Le communiqué insiste sur le fait que « la mosquée Al-Aqsa/Al-Haram Al-Charif, dans sa totalité de 144 dounams, est un lieu de culte exclusivement réservé aux musulmans, et que l'administration des Waqfs de Jérusalem et des affaires de la mosquée Al-Aqsa, relevant du ministère jordanien des Waqfs et des Affaires et Lieux saints islamiques, est l'unique autorité légale compétente pour gérer tous ses aspects et organiser l'accès au site ».

Le communiqué exprime également sa condamnation des violations israéliennes visant les lieux saints chrétiens, menaçant la présence chrétienne historique à Jérusalem, notamment les restrictions d'accès à l'église du Saint-Sépulcre, l'entrave à la pratique des rites religieux, l'ingérence dans les affaires des Églises, les pressions sur leurs institutions et propriétés, ainsi que les agressions contre le clergé, les fidèles et les symboles religieux.

Le communiqué souligne le soutien à la tutelle hachémite historique sur les lieux saints islamiques et chrétiens à Jérusalem, son rôle dans la protection de ces lieux, la préservation de leur identité arabe, islamique et chrétienne, et le maintien de leur statut historique et juridique.

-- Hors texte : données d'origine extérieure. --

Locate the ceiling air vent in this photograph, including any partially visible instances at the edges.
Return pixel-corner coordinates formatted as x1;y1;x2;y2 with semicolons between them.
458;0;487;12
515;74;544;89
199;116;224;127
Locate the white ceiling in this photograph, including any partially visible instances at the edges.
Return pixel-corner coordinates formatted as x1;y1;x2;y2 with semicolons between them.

Il affirme également le soutien à la résilience des habitants de Jérusalem, à leur maintien dans la ville, à travers tous les moyens de soutien au développement, et à la consolidation et la protection des institutions palestiniennes à Jérusalem.

Le communiqué souligne l'importance du rôle du Comité de Jérusalem et de l'Agence Bayt Mal Al-Qods Acharif, son bras opérationnel, et soutient toutes les initiatives du comité. Il met en garde contre le fait que les attaques israéliennes contre les lieux saints islamiques à Jérusalem constituent une provocation flagrante pour près de deux milliards de musulmans dans le monde et risquent de déclencher un conflit religieux aux conséquences dépassant la région, menaçant la paix et la sécurité régionales et internationales.

Le communiqué appelle la communauté internationale et le Conseil de sécurité à agir immédiatement pour mettre fin à toutes les mesures israéliennes illégales à Jérusalem-Est et dans ses lieux saints, qui s'inscrivent dans une politique israélienne systématique visant à consolider l'occupation de Jérusalem et de l'ensemble du territoire palestinien occupé, à travers l'expansion des colonies, l'annexion des terres, l'asphyxie de l'économie palestinienne, le ciblage des institutions nationales palestiniennes, l'escalade de la violence des colons, et les attaques contre l'UNRWA, alors que se poursuivent les violations du cessez-le-feu à Gaza et l'aggravation de la catastrophe humanitaire dans la bande, sapant la solution à deux États et toute perspective de paix juste et globale, et alimentant les tensions et les conflits dans la région.

Le communiqué rejette toute décision unilatérale portant atteinte au statut juridique de Jérusalem-Est, y compris l'ouverture ou le transfert de missions diplomatiques dans la ville, soulignant leur illégalité au regard du droit international et des résolutions des Nations unies, et demande à ces pays d'y renoncer.

Le communiqué annonce également le lancement d'une action commune pour mobiliser un soutien international effectif afin de mettre fin à ces pratiques, mesures et politiques israéliennes illégales et escaladées, et pour contraindre Israël, en tant que puissance occupante, à respecter le statut historique et juridique de Jérusalem et de ses lieux saints. Il prévoit aussi la création d'un mécanisme institutionnel durable, incluant une plateforme médiatique, pour documenter et dénoncer les violations israéliennes contre les lieux saints et les fidèles, en exposer les conséquences catastrophiques qui risquent de provoquer un conflit religieux, et saper la paix et la sécurité régionales et internationales, auprès des organisations internationales et de l'opinion publique mondiale, tout en assurant le soutien nécessaire à ce mécanisme.

Enfin, le communiqué appelle à la tenue d'une réunion ministérielle conjointe de l'Organisation de la coopération islamique et de la Ligue arabe lors de la semaine de haut niveau de l'Assemblée générale des Nations unies, en septembre prochain à New York, pour examiner l'escalade israélienne à Jérusalem et dans ses lieux saints et les moyens d'y faire face.